Suspilne Kharkiv Суспільне Ужгород
- Country: Ukraine
- Headquarters: Kharkiv, Ukraine

Programming
- Language: Ukrainian
- Picture format: 16:9 (576i, SDTV)

Ownership
- Owner: Suspilne

History
- Launched: 23 February 1951
- Former names: UA:Kharkiv

Links
- Website: Official website

= Suspilne Kharkiv =

Suspilne Kharkiv (Суспільне Ужгород), is a regional Ukrainian-language radio station and TV channel for Kharkiv Oblast (region) of Ukraine. It is part of Suspilne, the national public broadcaster. It houses the oldest radio station in Ukraine (founded in 1924) and the oldest television station in Ukraine outside of Kyiv (founded in 1951).

== History ==
Radio broadcasts began on 16 November 1924, at 7pm, with the following message: "Hello, hello, this is Kharkiv calling! Everybody! Everybody! Everybody! The first radiotelephony station in Ukraine is on air". Created by enthusiasts, the station's equipment, gifted from the commander of the troops in Ukraine and Crimea, consisted of two wagons covered with horse blankets. These blankets were used to line the studio. The Kharkiv radio station was reportedly heard in other key European cities, such as Berlin, Paris, Vienna, Rome, Poznań, Copenhagen; at their request, the German agency "Radio Express" published the station's listings, because they thought that its signal was easier to receive than the station owned by the Great Comintern, near Moscow.

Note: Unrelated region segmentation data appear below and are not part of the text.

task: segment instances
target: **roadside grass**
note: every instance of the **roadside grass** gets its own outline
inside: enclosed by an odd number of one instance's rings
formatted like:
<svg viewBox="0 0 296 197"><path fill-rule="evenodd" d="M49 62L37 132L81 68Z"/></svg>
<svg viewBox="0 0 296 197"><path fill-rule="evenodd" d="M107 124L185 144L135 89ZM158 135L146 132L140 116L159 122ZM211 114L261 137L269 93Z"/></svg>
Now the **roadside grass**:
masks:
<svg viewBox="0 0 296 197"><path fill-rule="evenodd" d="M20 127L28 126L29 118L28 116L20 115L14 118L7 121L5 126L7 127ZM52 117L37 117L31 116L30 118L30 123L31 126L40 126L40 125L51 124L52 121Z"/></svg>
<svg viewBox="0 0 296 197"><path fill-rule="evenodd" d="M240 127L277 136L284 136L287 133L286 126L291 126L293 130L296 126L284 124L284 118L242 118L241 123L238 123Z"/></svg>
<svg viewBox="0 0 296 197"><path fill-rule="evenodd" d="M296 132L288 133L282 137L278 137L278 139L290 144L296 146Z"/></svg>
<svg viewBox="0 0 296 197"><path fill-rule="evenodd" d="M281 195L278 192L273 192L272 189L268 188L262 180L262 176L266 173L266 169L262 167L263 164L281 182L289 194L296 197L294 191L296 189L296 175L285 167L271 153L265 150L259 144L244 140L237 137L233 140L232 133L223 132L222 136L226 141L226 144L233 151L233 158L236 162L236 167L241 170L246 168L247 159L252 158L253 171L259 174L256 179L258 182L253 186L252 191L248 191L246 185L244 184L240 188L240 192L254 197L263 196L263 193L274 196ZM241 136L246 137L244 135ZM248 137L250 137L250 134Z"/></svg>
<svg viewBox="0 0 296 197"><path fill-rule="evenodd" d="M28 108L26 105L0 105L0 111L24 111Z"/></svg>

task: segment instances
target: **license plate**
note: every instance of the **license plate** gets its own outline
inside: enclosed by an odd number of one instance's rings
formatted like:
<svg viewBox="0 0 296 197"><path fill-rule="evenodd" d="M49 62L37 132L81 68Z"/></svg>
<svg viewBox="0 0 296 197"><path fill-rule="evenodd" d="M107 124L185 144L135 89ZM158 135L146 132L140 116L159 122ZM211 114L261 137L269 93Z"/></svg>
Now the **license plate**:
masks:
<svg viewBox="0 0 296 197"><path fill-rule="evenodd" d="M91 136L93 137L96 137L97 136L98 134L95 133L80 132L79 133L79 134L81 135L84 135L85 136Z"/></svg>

At noon on 22 June 1941, the station informed its listeners over the beginning of Operation Barbarossa.

Radio broadcasts resumed after the war; in 1951, it also conducted its first television broadcasts, which were conducted on 23 February 1951; later on 7 May a regular broadcast was made with the phrase "Attention! Kharkiv speaks and sees". This TV center became a full-scale one on 19 March 1955, replacing the amateur center.

On 6 June 2018, the station, formerly known as OTB, was renamed UA:Kharkiv.

At around 11:20am on 14 April 2019, the station started broadcasting on the international FM band on 106,1 FM; the former OIRT FM broadcasts on 67,13 MHz shut down on 21 May 2019 at 6:07pm.

On 14 May 2019, widescreen broadcasts began.

The name changed to Suspilne Kharkiv on 23 May 2022.

From 20 November to 18 December 2022, it aired the 2022 FIFA World Cup.